Na sua segunda edição, o Barómetro da Confiança Digital, realizado em parceria com a Xerfi, alarga a sua análise à Europa. Realizado junto de 700 decisores de PME e grandes empresas em França, Alemanha, Itália e Espanha, o estudo permite comparar, de acordo com uma metodologia comum, as perceções, as práticas e as prioridades de quatro grandes mercados europeus.

Esta comparação revela uma constatação: embora alguns princípios fundamentais da confiança digital sejam amplamente partilhados, as empresas europeias não avançam ao mesmo ritmo e nem sempre têm as mesmas prioridades.

Existe, então, uma visão europeia comum da confiança digital, ou as especificidades nacionais continuam a traçar trajetórias distintas?

Um alicerce comum de confiança digital está a delinear-se na Europa

De país para país, as empresas europeias não abordam necessariamente a confiança digital com as mesmas prioridades. No entanto, estão a surgir vários requisitos comuns, nomeadamente em torno da regulamentação, da soberania dos dados e da escolha dos parceiros tecnológicos.

O RGPD continua a ser um ponto de referência fundamental. É citado por 89 % dos decisores em França, 87 % na Alemanha, 84 % em Itália e 70 % em Espanha. Apesar das diferenças entre os mercados, a proteção de dados continua, portanto, profundamente enraizada na forma como as empresas europeias constroem os seus ambientes digitais de confiança.

Esta atenção dedicada aos dados estende-se à escolha das soluções tecnológicas. Entre 58 % e 67 % dos decisores consideram a origem europeia dos seus fornecedores como um critério prioritário, com uma importância particularmente acentuada em Itália e em França. A localização e o ambiente em que os dados são tratados tornam-se, assim, elementos de pleno direito da relação de confiança.
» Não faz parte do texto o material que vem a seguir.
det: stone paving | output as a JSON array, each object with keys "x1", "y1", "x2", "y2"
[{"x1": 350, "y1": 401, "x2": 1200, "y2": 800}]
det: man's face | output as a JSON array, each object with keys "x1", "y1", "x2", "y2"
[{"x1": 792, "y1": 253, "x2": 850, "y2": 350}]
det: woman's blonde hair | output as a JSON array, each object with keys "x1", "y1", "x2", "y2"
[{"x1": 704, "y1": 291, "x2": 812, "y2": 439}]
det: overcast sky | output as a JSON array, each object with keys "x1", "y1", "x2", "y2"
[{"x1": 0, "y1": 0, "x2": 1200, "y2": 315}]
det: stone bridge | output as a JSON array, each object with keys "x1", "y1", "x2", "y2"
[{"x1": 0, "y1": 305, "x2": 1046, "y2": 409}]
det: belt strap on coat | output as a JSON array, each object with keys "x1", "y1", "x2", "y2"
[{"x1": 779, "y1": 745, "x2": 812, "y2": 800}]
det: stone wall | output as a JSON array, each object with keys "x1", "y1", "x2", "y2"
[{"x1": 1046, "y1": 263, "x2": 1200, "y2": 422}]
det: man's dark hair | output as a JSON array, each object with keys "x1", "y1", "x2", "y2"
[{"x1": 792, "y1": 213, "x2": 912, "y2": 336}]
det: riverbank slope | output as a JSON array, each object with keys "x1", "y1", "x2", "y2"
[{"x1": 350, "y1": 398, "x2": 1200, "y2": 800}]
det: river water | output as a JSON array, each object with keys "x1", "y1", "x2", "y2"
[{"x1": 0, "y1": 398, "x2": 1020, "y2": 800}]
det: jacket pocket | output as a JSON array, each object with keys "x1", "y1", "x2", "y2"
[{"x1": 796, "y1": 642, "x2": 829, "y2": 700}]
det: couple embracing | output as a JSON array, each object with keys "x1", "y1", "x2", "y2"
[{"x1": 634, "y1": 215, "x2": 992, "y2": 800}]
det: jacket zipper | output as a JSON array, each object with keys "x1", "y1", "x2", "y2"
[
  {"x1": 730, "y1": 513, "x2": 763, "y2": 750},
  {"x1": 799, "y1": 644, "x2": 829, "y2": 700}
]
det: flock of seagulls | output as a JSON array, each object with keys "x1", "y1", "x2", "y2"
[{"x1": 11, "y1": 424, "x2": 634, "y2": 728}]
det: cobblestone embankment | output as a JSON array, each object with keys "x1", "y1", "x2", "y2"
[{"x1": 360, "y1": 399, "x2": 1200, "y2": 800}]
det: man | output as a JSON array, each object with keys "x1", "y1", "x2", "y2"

A proteção e a soberania dos dados figuram, aliás, entre os principais benefícios associados às soluções europeias nos quatro mercados.

Parece, portanto, estar a consolidar-se uma base comum à escala europeia: proteger os dados, evoluir num quadro regulamentar de confiança e controlar melhor o seu ambiente tecnológico.

Mas partilhar os mesmos princípios fundamentais não significa avançar ao mesmo ritmo. É precisamente na sua implementação que as diferenças entre os quatro mercados se tornam mais visíveis.

Uma mesma ambição, mas quatro níveis de maturidade

Partilhar certos princípios fundamentais não significa, contudo, que a transformação digital avance de forma uniforme na Europa. Os níveis de digitalização, nomeadamente dos processos, revelam ritmos de transformação próprios de cada país.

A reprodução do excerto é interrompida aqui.